Indiana-based Cummins Inc. on Thursday reported that its third-quarter profitability decreased even as revenue climbed.
Profit totaled $400 million, or $2.82 per share, compared with $534 million, or $3.69 per share, during the same period a year ago.
The manufacturer’s third-quarter revenue was $7.3 billion, up from $6 billion during the same period of 2021.
Analysts had expected Cummins to post a profit of $4.85 per share and revenue of $6.8 billion.
Shares of the company were trading at $231.74 at noon Thursday, down 4% from Wednesday’s closing price.
Cummins said its profitability was affected by several expenses last quarter, the largest of which was the $56 million that the company spent on a one-time bonus to employees.
“We felt very strongly that, given the tremendous effort of our employees over the last 18 months … We felt that this one-time recognition was very appropriate,” CEO Jennifer Rumsey said during a Thursday morning call with analysts.
Other costs last quarter included $25 million associated with the acquisition and integration of Meritor Inc. The Meritor acquisition was finalized in August. Cummins also cited $16 million in costs related to its previously announced plans to spin off its filtration business into a separate company. That spinoff has not yet taken place.
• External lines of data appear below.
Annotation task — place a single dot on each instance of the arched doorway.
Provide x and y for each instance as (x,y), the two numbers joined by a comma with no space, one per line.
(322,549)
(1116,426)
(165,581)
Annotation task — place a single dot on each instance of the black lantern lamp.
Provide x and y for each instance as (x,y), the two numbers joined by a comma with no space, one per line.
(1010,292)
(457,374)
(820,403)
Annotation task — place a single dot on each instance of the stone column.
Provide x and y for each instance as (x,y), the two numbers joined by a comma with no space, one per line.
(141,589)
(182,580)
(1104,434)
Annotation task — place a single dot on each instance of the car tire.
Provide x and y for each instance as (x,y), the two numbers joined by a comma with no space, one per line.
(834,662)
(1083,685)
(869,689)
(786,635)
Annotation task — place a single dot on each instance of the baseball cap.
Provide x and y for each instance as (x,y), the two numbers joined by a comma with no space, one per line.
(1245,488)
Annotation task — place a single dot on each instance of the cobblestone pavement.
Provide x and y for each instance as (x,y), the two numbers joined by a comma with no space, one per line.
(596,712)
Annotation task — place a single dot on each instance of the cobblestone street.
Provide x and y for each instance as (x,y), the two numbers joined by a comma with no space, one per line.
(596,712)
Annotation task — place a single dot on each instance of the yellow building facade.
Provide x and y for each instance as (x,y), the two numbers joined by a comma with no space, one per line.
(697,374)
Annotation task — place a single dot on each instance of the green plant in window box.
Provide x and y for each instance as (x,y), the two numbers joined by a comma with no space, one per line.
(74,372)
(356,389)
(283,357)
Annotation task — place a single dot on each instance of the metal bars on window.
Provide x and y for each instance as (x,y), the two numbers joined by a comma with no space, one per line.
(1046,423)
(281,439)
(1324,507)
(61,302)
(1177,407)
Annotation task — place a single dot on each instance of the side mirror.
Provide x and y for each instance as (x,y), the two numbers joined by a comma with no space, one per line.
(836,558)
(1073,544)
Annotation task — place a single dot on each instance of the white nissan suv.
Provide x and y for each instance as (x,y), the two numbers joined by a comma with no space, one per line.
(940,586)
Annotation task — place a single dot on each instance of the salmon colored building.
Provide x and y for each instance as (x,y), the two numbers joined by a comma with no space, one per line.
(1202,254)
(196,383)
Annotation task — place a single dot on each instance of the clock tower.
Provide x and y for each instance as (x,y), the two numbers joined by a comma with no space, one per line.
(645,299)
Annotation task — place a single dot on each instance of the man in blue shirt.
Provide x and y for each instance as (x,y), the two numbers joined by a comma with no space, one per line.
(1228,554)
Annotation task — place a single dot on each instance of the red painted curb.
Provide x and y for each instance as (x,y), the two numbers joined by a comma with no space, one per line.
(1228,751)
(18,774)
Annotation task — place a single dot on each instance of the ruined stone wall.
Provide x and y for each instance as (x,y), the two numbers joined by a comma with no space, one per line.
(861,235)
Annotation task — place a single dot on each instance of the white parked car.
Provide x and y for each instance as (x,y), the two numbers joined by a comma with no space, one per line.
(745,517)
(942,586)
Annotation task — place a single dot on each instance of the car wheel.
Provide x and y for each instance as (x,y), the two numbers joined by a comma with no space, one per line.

Excluding the Meritor acquisition and related costs, Cummins said its profit would have been $456 million, or $3.21 per share.
Also on Thursday, Cummins announced that it is continuing to gain momentum in its hydrogen business, which currently represents a tiny portion of the company.
The company said it plans to begin producing electrolyzers—equipment that makes hydrogen fuel—in the U.S. for the first time. The company will produce electrolyzers in Fridley, Minnesota, with an initial manufacturing capacity of 500 megawatts annually, with the capacity to scale up production to 1 gigawatt annually.
Cummins also said it will be expanding its electrolyzer manufacturing capacity at its Oevel, Belgium plant.
Cummins’ New Power business segment, which includes both hydrogen and electric power, generated revenue of $50 million last quarter, up from $23 million during the same period a year earlier. That business segment, which was established several years ago, has not yet become profitable.